From the boardroom to the bedroom (almost)

Automating the self-operating, self-healing grid

“Utilities have to be able to reverse the flow of information and inform customers of their usage and service-impacting events”
-Warren Westrup, AT&T

Automating the self-operating, self-healing grid
The smart grid will require sophisticated enterprise-wide digital communications to enable the rapid transfer of data between monitoring devices, smart meters and in-home gateways with utility back-office systems and to the boardrooms where critical decisions will be made. Utilities have embraced service-oriented architecture (SOA), as a means of linking their various enterprise systems. SOA-enabled systems are easily linked over IP, which is capable of operating over existing cellular wireless systems. Wireless communications are becoming more prevalent in linking disparate systems from the home, through the distribution systems, to substations, control rooms and beyond to the utility’s SOA decision systems. Utility communications of the future will interface even more so with a wide range of systems, some of them owned by the utilities and others owned and provided by carriers such as AT&T.

The following chart shows one view of how the Smart Grid is a subset of the entire utility enterprise and how it is linked to the boardroom by various increasingly intelligent systems.

Reading the chart above from the top down, utility leadership will need vital information to assess business performance and the utility’s communications network will play a critical role  in this process. This vital information\communications network must provide data in real time and must provide the necessary information to all of the utility’s “back office” decision systems and decision makers. For example, there must be information in a customer information system tracking what level of demand response a customer has agreed to, payments due to customers for curtailments, etc.

Utilities will also have to be able to reverse the flow of information and inform customers of their usage and service-impacting events, which means customers need to receive this real-time information on in-home displays which implies two-way communications to the home.
 
The distribution grid itself will have to become much more automated, self-healing, and self-operating through the use of artificial and learned intelligence. Traditional SCADA will become more capable, and the data collected will have to be pushed further into various utility departments that have not dealt with such massive amounts of real-time data.

Demands on utilities’ communications infrastructure
In the past, utilities typically owned most of their communications systems.  Field service was handled through proprietary wireless systems. Often these systems in their current form are obsolete and upgrading them is either difficult, expensive or not an option. Furthermore due to their proprietary nature interoperability, which is seemingly an important feature of a national smart grid, is at risk.

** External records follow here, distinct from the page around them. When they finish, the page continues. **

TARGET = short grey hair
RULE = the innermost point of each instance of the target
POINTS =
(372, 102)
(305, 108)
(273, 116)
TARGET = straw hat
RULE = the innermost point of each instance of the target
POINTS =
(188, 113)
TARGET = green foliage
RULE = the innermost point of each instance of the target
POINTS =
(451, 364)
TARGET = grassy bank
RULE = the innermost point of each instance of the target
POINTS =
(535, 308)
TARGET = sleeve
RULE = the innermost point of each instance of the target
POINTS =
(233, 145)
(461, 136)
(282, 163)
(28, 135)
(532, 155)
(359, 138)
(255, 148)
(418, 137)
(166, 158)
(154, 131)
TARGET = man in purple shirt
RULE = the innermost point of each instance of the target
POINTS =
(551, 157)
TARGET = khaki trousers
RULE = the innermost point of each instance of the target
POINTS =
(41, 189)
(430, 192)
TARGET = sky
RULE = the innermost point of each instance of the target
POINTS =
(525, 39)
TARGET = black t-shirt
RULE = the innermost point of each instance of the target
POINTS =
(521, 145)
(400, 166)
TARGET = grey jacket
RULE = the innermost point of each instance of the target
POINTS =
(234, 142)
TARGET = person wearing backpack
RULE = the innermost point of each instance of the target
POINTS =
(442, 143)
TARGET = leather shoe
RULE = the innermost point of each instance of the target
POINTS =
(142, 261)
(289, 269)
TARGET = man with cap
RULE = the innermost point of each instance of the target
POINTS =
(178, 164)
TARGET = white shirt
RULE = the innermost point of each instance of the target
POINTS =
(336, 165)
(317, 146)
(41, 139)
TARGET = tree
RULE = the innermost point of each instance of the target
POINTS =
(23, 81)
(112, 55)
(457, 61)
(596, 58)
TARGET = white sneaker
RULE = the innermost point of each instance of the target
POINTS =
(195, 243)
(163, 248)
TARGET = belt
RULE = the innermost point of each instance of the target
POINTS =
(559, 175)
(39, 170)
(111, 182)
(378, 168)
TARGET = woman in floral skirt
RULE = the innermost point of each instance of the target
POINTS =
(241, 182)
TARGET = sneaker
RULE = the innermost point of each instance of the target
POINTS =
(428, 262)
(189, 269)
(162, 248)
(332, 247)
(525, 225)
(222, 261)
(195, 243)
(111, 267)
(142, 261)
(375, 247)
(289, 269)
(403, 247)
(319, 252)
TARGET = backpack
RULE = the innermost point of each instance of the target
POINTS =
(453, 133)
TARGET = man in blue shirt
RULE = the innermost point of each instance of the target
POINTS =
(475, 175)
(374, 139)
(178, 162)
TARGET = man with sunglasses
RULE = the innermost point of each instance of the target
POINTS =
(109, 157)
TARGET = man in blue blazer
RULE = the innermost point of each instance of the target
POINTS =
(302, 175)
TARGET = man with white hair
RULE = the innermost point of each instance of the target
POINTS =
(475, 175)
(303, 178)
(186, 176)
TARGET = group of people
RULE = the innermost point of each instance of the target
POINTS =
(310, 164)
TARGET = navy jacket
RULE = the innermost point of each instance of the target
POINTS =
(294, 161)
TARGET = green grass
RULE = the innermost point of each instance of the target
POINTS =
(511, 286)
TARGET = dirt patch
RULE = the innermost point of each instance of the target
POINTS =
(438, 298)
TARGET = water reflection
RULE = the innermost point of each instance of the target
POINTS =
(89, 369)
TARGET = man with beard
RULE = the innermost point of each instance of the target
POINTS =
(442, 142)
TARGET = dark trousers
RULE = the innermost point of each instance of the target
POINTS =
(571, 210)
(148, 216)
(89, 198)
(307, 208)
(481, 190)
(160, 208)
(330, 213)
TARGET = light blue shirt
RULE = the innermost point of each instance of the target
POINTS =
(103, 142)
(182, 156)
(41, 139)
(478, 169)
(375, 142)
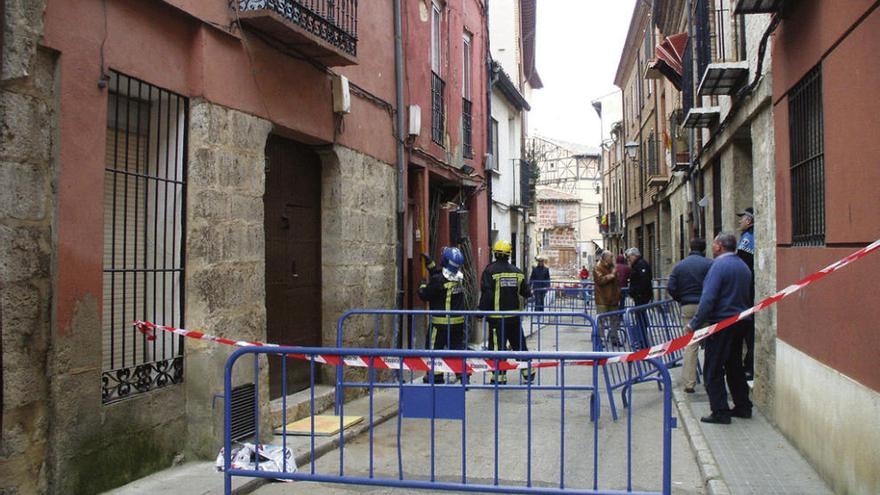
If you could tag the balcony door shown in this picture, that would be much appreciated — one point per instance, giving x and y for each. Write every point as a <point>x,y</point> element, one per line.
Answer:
<point>292,218</point>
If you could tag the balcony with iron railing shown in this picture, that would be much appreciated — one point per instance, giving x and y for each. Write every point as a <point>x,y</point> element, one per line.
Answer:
<point>727,70</point>
<point>325,30</point>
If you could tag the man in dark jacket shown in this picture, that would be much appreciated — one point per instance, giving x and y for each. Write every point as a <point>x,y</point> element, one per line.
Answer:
<point>726,292</point>
<point>746,251</point>
<point>445,292</point>
<point>501,289</point>
<point>685,287</point>
<point>540,281</point>
<point>641,290</point>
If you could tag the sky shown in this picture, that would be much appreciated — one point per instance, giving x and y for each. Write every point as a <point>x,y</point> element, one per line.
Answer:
<point>578,45</point>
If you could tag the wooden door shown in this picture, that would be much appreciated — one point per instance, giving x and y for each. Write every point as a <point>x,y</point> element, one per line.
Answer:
<point>292,217</point>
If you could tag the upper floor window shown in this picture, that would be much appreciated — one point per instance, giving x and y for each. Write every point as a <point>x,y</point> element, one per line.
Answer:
<point>436,38</point>
<point>806,145</point>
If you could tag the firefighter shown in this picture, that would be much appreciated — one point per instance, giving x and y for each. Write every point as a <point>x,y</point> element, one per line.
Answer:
<point>503,288</point>
<point>445,292</point>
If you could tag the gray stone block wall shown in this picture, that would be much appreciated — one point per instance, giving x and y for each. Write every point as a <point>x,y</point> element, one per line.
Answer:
<point>764,170</point>
<point>225,260</point>
<point>358,241</point>
<point>28,121</point>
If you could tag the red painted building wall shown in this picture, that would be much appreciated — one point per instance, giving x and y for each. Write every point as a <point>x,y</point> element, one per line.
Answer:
<point>432,165</point>
<point>196,53</point>
<point>836,318</point>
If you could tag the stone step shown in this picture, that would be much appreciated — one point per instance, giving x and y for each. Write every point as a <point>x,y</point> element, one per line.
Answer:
<point>299,404</point>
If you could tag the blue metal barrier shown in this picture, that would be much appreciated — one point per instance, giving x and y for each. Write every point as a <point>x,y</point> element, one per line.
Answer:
<point>471,417</point>
<point>406,328</point>
<point>629,330</point>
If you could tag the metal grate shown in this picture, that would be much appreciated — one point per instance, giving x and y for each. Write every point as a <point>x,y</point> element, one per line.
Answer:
<point>144,202</point>
<point>438,108</point>
<point>466,128</point>
<point>807,160</point>
<point>243,419</point>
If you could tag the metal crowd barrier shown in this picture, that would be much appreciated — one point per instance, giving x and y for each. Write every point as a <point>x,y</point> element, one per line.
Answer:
<point>632,329</point>
<point>451,443</point>
<point>412,329</point>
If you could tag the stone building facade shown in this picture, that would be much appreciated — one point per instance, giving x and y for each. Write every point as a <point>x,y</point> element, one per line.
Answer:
<point>93,129</point>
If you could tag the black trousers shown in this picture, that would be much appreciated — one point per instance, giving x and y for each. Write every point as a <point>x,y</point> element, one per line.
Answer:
<point>724,359</point>
<point>507,330</point>
<point>446,336</point>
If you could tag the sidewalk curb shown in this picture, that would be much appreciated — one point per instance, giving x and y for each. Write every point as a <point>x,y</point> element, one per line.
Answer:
<point>324,446</point>
<point>709,470</point>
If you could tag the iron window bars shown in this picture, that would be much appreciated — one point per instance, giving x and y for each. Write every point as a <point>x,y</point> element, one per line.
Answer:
<point>807,160</point>
<point>334,21</point>
<point>143,260</point>
<point>438,108</point>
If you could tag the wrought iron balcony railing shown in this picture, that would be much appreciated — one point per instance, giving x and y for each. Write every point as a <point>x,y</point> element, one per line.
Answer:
<point>438,108</point>
<point>324,29</point>
<point>466,129</point>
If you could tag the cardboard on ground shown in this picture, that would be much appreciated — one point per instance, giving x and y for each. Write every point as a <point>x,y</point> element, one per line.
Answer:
<point>325,425</point>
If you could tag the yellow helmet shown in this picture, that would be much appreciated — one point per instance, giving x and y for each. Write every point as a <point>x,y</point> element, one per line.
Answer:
<point>502,247</point>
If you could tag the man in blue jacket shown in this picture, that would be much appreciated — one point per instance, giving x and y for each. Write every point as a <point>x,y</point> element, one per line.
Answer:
<point>726,292</point>
<point>685,286</point>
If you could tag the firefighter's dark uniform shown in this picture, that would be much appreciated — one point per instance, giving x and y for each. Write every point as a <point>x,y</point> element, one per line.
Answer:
<point>446,331</point>
<point>501,289</point>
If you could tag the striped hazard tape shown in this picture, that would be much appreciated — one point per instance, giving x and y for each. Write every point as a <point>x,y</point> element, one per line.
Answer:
<point>455,365</point>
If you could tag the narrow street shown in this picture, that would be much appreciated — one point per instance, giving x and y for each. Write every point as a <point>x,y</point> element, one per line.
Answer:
<point>512,448</point>
<point>337,189</point>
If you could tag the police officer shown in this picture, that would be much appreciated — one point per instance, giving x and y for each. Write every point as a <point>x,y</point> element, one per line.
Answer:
<point>445,292</point>
<point>501,289</point>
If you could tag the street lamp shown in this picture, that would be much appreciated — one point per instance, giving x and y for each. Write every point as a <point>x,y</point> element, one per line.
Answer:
<point>631,148</point>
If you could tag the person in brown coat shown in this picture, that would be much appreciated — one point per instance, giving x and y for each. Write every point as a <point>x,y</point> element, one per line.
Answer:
<point>607,291</point>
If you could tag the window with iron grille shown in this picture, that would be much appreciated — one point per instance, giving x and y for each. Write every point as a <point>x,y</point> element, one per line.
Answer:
<point>806,131</point>
<point>438,108</point>
<point>653,165</point>
<point>494,130</point>
<point>466,116</point>
<point>144,202</point>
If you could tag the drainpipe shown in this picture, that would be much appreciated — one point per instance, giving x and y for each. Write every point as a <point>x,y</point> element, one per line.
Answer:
<point>490,81</point>
<point>401,157</point>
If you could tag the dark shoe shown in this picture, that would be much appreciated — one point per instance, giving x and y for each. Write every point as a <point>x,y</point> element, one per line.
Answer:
<point>718,419</point>
<point>741,413</point>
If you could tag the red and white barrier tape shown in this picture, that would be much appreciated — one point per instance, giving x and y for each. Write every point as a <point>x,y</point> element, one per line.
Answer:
<point>454,365</point>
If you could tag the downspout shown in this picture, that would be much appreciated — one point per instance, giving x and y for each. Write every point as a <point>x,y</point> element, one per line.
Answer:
<point>696,231</point>
<point>490,81</point>
<point>401,156</point>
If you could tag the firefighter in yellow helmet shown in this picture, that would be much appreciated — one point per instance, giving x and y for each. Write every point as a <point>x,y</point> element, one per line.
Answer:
<point>503,288</point>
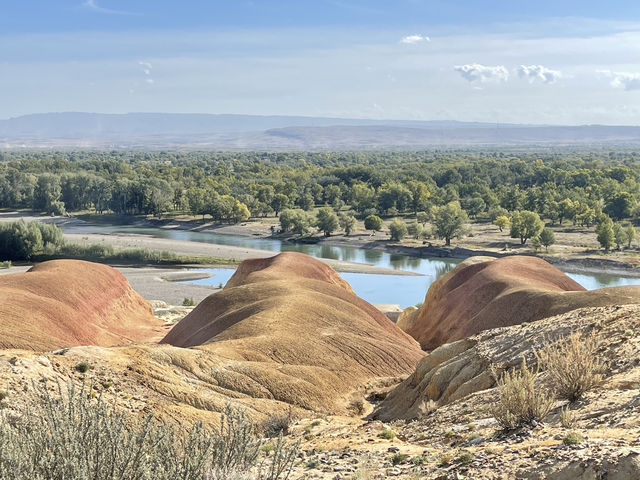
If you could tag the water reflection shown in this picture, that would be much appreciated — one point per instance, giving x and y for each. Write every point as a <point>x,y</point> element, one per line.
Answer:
<point>402,290</point>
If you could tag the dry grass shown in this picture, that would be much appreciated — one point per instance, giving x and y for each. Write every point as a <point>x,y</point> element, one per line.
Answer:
<point>521,402</point>
<point>572,365</point>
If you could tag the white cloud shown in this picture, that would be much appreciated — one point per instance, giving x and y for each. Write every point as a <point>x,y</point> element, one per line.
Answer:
<point>539,72</point>
<point>625,80</point>
<point>483,73</point>
<point>92,5</point>
<point>146,67</point>
<point>412,39</point>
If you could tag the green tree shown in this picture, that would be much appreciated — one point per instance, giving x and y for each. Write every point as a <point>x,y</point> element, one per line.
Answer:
<point>419,195</point>
<point>373,223</point>
<point>414,229</point>
<point>536,243</point>
<point>547,238</point>
<point>326,220</point>
<point>449,221</point>
<point>619,206</point>
<point>423,218</point>
<point>604,230</point>
<point>279,202</point>
<point>619,235</point>
<point>473,206</point>
<point>240,212</point>
<point>502,221</point>
<point>632,234</point>
<point>295,220</point>
<point>397,229</point>
<point>347,223</point>
<point>525,224</point>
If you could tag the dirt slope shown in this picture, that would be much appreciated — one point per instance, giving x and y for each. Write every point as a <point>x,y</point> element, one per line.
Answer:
<point>64,303</point>
<point>289,328</point>
<point>481,294</point>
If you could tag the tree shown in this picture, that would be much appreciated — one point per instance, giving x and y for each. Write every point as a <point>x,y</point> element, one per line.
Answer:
<point>423,218</point>
<point>449,221</point>
<point>397,229</point>
<point>619,205</point>
<point>332,195</point>
<point>619,235</point>
<point>536,243</point>
<point>414,229</point>
<point>606,236</point>
<point>525,224</point>
<point>547,238</point>
<point>279,202</point>
<point>295,220</point>
<point>347,223</point>
<point>196,199</point>
<point>632,234</point>
<point>240,212</point>
<point>473,206</point>
<point>566,209</point>
<point>373,223</point>
<point>497,211</point>
<point>502,221</point>
<point>326,220</point>
<point>47,193</point>
<point>419,194</point>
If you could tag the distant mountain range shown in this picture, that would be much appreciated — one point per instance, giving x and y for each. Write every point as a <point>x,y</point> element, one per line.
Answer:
<point>254,132</point>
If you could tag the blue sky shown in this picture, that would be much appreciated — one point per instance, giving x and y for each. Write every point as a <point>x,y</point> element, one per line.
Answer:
<point>563,62</point>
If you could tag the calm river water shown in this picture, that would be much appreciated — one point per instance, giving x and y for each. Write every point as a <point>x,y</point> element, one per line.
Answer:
<point>395,289</point>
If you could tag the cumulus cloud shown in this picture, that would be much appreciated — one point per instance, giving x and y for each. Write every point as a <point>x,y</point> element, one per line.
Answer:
<point>539,72</point>
<point>146,67</point>
<point>625,80</point>
<point>476,72</point>
<point>412,39</point>
<point>92,5</point>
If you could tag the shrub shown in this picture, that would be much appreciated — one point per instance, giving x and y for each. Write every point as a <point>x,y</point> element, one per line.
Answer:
<point>572,438</point>
<point>277,424</point>
<point>520,402</point>
<point>567,418</point>
<point>83,367</point>
<point>69,435</point>
<point>188,302</point>
<point>397,229</point>
<point>464,458</point>
<point>572,365</point>
<point>399,458</point>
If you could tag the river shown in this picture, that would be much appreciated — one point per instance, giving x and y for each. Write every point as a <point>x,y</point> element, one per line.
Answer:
<point>394,289</point>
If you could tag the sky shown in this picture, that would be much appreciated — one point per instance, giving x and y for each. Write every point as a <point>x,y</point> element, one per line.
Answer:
<point>544,62</point>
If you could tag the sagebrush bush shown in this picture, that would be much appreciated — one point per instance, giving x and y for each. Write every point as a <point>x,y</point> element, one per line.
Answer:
<point>277,424</point>
<point>521,401</point>
<point>572,365</point>
<point>70,436</point>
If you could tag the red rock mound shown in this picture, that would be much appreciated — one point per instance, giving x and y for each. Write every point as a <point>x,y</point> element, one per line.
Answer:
<point>480,294</point>
<point>293,330</point>
<point>64,303</point>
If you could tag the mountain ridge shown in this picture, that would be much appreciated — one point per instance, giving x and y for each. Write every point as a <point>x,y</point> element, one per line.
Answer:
<point>279,132</point>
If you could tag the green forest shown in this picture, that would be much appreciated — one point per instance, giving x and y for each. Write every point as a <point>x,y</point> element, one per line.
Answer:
<point>443,187</point>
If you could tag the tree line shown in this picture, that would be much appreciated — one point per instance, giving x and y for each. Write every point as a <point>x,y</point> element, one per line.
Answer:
<point>577,187</point>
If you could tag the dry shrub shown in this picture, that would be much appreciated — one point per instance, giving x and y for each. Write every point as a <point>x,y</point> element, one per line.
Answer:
<point>71,435</point>
<point>521,402</point>
<point>572,365</point>
<point>277,424</point>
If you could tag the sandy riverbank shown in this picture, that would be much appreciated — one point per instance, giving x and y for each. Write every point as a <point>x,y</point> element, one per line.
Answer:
<point>232,253</point>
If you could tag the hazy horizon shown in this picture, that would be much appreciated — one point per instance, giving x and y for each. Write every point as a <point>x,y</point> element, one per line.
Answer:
<point>547,64</point>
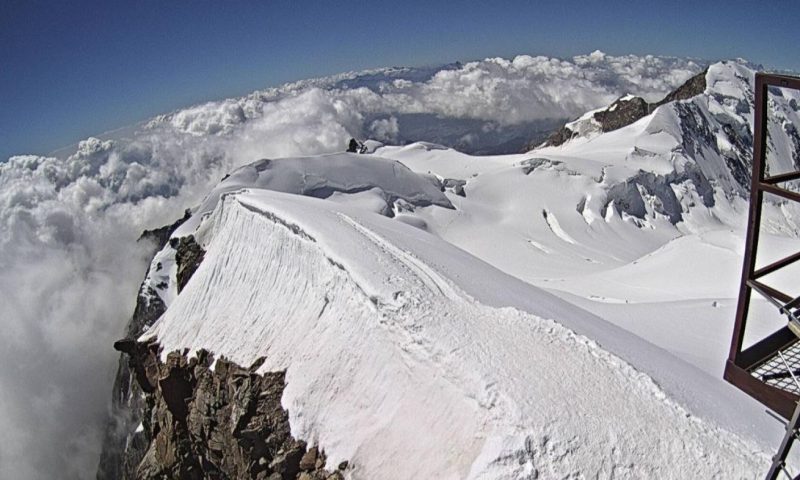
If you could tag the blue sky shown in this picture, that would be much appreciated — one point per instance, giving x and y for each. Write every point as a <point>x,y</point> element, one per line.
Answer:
<point>76,68</point>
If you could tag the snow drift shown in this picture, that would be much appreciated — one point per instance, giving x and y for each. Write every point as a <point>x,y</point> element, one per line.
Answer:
<point>388,359</point>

As the deployment of smart meters and other monitoring devices on the Smart Grid become more widespread, they will have to be controlled and managed. Bandwidth and latency factors will also have to be carefully considered especially if a utility intends to use proprietary networks with a limited amount of frequency spectrum.

Solutions
A paradigm shift toward national and international communications interoperability already has occurred – one example is with the GSM standard on which the AT&T network is based. GSM is a global communications technology that is deployed in over 200 countries and has over 3 billion users worldwide. The good news is this enabling technology already exists to help utilities communicate throughout their enterprise and service area – from the boardroom to the home. With the availability and scale of public networks like that of AT&T, it is  no longer practical for utilities to cobble together proprietary communications systems with varying standards or different functional purposes.

Warren Westrup has over 20 years experience working for or with electric and gas utilities. From 2004 until 2008, Warren was with Verizon Wireless as an Enterprise Data Solutions Manager. In his role he worked with electric and gas utilities on custom applications that operated over the Verizon Wireless network. Warren joined AT&T in November 2008 as an Industry Solutions Practice Manager for the utility industry covering primarily the western half of the country.